Pour atteindre Lausanne depuis Évian, il faut compter plus d’une heure de route. La compagnie générale de navigation (CGN) assure la liaison maritime entre les différentes villes de l’arc lémanique afin que touristes et travailleurs frontaliers puissent se déplacer en 35 minutes entre les deux rives. Ne soyez donc pas surpris d’entendre quelqu’un dire qu’il part travailler en bateau, ici c’est normal.
Car oui, l’économie suisse va bien, et l’économie française… moins bien, on dira. Avec la hausse du franc suisse et la paralysie de l’économie française, on assiste à une très forte augmentation du nombre de frontaliers : ceux qui habitent en France, mais qui travaillent en Suisse.

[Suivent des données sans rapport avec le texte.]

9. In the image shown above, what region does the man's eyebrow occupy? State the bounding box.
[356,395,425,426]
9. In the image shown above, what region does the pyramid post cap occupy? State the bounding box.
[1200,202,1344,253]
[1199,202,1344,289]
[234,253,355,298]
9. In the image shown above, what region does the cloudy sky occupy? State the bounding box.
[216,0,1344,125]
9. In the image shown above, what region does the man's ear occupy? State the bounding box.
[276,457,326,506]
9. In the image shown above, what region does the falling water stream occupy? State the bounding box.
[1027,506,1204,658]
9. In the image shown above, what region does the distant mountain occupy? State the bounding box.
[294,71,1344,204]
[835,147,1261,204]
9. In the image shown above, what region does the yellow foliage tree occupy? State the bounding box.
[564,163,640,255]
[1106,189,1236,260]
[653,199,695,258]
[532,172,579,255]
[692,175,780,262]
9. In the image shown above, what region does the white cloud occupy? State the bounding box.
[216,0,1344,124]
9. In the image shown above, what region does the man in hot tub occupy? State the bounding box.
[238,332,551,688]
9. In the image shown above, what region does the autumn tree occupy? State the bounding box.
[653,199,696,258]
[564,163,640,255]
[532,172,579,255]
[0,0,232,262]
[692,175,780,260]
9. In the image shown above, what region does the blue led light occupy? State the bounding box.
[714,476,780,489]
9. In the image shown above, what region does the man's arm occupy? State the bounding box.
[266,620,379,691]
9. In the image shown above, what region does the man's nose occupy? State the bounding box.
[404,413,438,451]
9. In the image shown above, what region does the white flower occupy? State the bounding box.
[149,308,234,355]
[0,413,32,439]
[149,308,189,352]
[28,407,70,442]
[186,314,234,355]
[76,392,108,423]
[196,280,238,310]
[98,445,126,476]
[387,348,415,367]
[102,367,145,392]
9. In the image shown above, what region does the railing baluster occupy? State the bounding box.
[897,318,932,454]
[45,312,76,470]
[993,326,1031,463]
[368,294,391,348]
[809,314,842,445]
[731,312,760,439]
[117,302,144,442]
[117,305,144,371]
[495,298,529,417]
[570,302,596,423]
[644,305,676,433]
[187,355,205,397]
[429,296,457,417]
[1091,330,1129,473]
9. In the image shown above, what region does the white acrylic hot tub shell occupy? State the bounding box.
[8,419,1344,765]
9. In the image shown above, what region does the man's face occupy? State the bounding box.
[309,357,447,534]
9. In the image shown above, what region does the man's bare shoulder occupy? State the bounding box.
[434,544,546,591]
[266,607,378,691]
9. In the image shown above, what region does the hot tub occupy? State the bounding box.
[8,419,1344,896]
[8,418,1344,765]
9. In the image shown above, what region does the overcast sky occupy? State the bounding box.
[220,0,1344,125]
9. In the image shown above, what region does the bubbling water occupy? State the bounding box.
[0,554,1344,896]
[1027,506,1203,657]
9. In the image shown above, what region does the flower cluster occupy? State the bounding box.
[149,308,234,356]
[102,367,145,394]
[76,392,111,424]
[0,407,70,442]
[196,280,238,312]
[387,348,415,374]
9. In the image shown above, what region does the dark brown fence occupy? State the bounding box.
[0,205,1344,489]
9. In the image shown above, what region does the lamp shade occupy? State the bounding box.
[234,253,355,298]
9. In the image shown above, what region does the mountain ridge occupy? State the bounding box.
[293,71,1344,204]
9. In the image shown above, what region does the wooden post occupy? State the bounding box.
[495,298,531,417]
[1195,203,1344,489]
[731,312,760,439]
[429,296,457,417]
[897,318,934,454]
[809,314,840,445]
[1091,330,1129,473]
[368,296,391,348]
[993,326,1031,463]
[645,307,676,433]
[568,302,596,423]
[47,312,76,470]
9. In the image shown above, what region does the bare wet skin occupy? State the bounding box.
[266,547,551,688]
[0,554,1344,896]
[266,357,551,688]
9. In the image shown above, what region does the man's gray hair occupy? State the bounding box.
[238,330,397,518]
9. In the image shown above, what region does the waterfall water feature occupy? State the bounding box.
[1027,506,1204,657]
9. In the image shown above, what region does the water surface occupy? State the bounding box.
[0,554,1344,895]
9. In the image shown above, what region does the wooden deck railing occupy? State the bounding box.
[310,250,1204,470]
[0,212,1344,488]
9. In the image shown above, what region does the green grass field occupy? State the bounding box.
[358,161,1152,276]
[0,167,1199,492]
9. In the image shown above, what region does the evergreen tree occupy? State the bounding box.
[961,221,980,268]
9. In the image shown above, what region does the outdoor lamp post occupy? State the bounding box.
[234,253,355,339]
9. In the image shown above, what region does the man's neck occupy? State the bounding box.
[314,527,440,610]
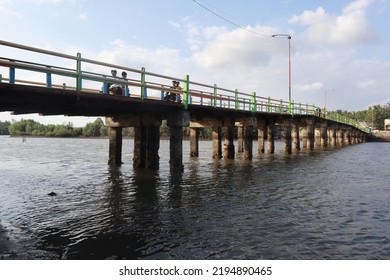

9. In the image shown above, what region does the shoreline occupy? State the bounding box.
[0,224,21,260]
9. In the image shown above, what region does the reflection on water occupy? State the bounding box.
[0,137,390,259]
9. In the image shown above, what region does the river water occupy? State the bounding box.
[0,137,390,259]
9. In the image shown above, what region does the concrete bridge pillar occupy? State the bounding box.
[320,122,328,148]
[223,119,234,159]
[343,128,351,145]
[302,125,308,149]
[106,115,161,169]
[145,125,160,170]
[328,125,337,147]
[108,127,123,166]
[291,121,301,152]
[267,120,275,154]
[235,117,257,160]
[283,119,292,154]
[337,126,344,146]
[167,111,190,170]
[133,126,147,168]
[237,125,245,153]
[257,120,266,154]
[244,126,253,160]
[314,125,321,147]
[213,126,222,159]
[306,120,314,151]
[190,127,199,157]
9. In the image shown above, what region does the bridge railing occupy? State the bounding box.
[0,40,366,131]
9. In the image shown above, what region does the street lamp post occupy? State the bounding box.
[324,88,334,110]
[272,34,291,103]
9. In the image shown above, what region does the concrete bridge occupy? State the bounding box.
[0,41,368,169]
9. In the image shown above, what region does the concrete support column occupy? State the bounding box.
[213,126,222,159]
[133,127,147,168]
[314,126,321,147]
[302,125,308,149]
[283,119,292,154]
[257,120,266,154]
[307,120,314,151]
[223,126,234,159]
[237,126,245,153]
[320,122,328,148]
[329,126,337,147]
[108,127,122,166]
[343,128,351,145]
[337,127,344,146]
[167,111,190,170]
[267,120,275,154]
[169,126,184,170]
[244,126,253,160]
[145,126,160,170]
[291,121,301,152]
[133,126,160,169]
[190,127,199,157]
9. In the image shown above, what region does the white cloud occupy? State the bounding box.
[192,27,275,71]
[289,0,378,46]
[294,82,324,92]
[78,13,88,20]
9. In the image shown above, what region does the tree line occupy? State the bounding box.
[0,118,212,138]
[0,118,108,137]
[335,102,390,130]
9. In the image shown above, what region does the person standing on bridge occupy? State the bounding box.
[108,70,123,95]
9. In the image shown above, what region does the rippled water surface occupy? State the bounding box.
[0,137,390,259]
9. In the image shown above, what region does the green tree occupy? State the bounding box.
[0,122,11,135]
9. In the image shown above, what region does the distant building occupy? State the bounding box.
[385,119,390,131]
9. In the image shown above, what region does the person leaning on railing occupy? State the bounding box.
[164,81,182,103]
[108,70,127,95]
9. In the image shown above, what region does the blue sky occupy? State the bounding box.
[0,0,390,125]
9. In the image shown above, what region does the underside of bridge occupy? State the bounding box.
[0,83,367,170]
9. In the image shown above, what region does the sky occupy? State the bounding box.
[0,0,390,126]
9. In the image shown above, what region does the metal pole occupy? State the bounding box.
[287,36,291,103]
[271,34,291,102]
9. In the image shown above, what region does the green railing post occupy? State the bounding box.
[76,53,82,92]
[211,84,218,107]
[141,67,147,99]
[252,92,257,112]
[234,89,240,110]
[290,100,295,116]
[183,75,191,110]
[267,96,271,113]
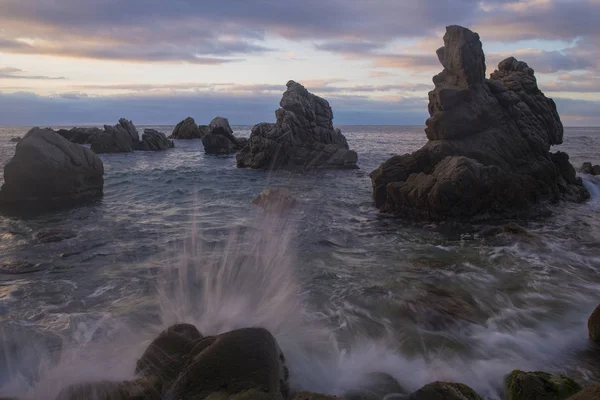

Le rôle de Jean-Louis, en tant que radeleur, c’est d’installer la passerelle entre le bateau et le ponton pour permettre aux passagers d’embarquer en toute sécurité.
“En 5 ans, le nombre de frontaliers a plus que doublé. Chaque matin, ce sont trois bateaux qui partent d’Évian en direction de Lausanne, soit plus de 1500 personnes. C’est sûr que faire 35 minutes de croisière matin et soir afin de doubler ou tripler son salaire, ça en attire plus d’un.”
Cette fuite des talents ne se fait pas sans conséquence. Les entreprises locales situées en Haute-Savoie peinent à recruter de la main d’œuvre de qualité.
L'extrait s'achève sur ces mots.